Celles-ci ont été stockées à - 20 °C jusqu’aux analyses.
Les 17 congénères de dioxines
(2,3,7,8-polychlorodibenzo-p-dioxines/dibenzofuranes ou PCDD/F) et
les PCB coplanaires (PCB-77, PCB-81, PCB-126 et PCB-169) ont été
mesurés dans les lipides extraits du sérum. Les dosages ont été
effectués par chromatographie gazeuse couplée à la spectrométrie de
masse à haute résolution (GC/HRMS) [7-9]. Les résultats ont été
rapportés à la concentration des lipides sanguins dosés par une
méthode enzymatique. Les concentrations de ces composés ont été
exprimées en appliquant le concept d’équivalence toxique (TEQ), qui
consiste à pondérer la concentration de chaque congénère par un
facteur d’équivalence toxique exprimant sa toxicité par rapport à
celle de la 2,3,7,8-tétrachlorodibenzodioxine (TCDD), le congénère
le plus toxique [10]. Les échantillons ont été prélevés à jeun,
car, dans ces conditions, les concentrations en dioxines dans le
sérum, exprimées en TEQ, sont en équilibre avec celles présentes
dans les réservoirs graisseux, ce qui permet d’estimer la charge
corporelle en dioxines des volontaires [11].
Analyse statistique
L’analyse statistique a été effectuée à l’aide du programme SAS
version 8.02 [12]. Les variables ne présentant pas une distribution
normale ont subi une transformation logarithmique ou harmonique
avant l’application des tests paramétriques. Les comparaisons des
moyennes ont été effectuées par analyse de variance (ANOVA) suivie
d’un test de comparaison multiple de Dunnett (comparaison de chaque
groupe exposé avec le groupe témoin). L’homogénéité des prévalences
entre les groupes a été évaluée par un test χ2 de
Pearson. Les analyses de régression linéaire multiple ont été
faites en utilisant la méthode de sélection « pas à pas »

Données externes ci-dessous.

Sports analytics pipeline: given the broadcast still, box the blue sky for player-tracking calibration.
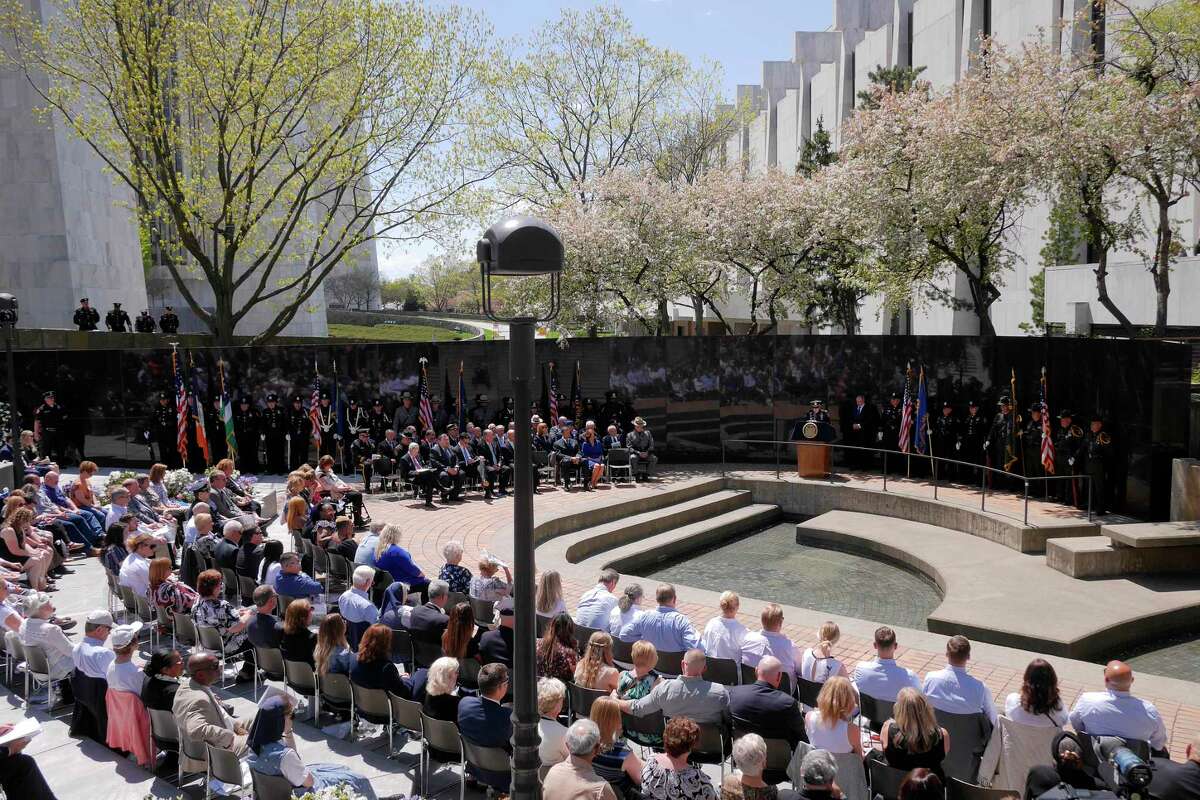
[379,0,833,277]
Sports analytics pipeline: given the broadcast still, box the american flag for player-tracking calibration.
[1038,367,1054,475]
[419,356,433,433]
[899,362,913,452]
[170,345,188,462]
[308,357,320,445]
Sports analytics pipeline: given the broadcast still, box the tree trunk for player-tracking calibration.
[1152,197,1172,336]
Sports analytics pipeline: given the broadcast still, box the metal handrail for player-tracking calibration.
[721,438,1093,525]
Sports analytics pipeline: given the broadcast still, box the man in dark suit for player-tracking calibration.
[841,392,880,467]
[246,585,283,648]
[458,664,512,792]
[479,597,512,669]
[212,519,241,572]
[730,656,805,750]
[1150,734,1200,800]
[408,581,450,644]
[430,433,466,503]
[475,431,512,499]
[400,441,438,509]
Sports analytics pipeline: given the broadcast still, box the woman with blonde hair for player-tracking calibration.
[312,606,354,675]
[575,631,620,692]
[880,686,950,778]
[700,591,750,662]
[421,656,462,722]
[617,640,662,747]
[534,570,566,618]
[589,697,642,796]
[804,676,863,758]
[800,620,850,684]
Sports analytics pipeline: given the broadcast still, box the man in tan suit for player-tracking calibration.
[172,652,246,772]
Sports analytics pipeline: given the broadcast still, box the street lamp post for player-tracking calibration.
[0,291,25,488]
[475,217,563,800]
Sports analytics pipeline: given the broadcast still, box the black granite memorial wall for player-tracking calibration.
[16,336,1192,518]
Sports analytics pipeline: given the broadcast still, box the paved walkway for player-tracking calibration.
[368,467,1200,759]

avec un seuil de signification de 0,25 pour entrer dans le modèle
et de 0,05 pour rester dans le modèle. Nous avons ajusté les
valeurs de dioxines ou de PCB coplanaires pour leurs déterminants
respectifs retenus dans le modèle. Le seuil de signification
statistique pour les différentes analyses a été fixé à 0,05.
Résultats
Les proportions d’hommes et de femmes étaient comparables dans les
quatre groupes étudiés. Il existait cependant quelques différences
concernant d’autres facteurs qui pourraient exercer un effet
confondant (tableau 1( Tableau 1
)). Comparés au reste de la population, les riverains de
l’incinérateur de Pont-de-Loup étaient significativement plus
jeunes (p = 0,005) tandis que les riverains de
l’incinérateur de Thumaide présentaient un indice de masse
corporelle (IMC) légèrement supérieur (p = 0,02). La
consommation de tabac ne variait pas significativement entre les
groupes, tant en ce qui concerne le nombre de fumeurs ou
d’ex-fumeurs que la quantité de tabac consommée. On notait
cependant une grande dispersion des valeurs dans les différents
groupes. La consommation d’alcool était plus élevée dans le groupe
de l’incinérateur de Thumaide (p = 0,036). Les quatre
groupes consommaient des quantités comparables de graisses
animales, ce qui est important puisque ces graisses constituent le
principal vecteur des dioxines. En revanche, en se limitant à la
consommation de graisse animale d’origine locale, de fortes
disparités apparaissaient entre les groupes. Le groupe témoin et
les riverains de l’incinérateur de Thumaide, caractérisés par une
localisation rurale, avaient une consommation de produits locaux
élevée. A contrario, les riverains de l’incinérateur de
Pont-de-Loup et surtout ceux de la sidérurgie avaient une
consommation de produits locaux nettement plus faible, ce qui
s’explique par la localisation urbaine et/ou industrielle de ces
installations. Enfin, on notait aussi des différences entre les
groupes concernant la consommation de poisson.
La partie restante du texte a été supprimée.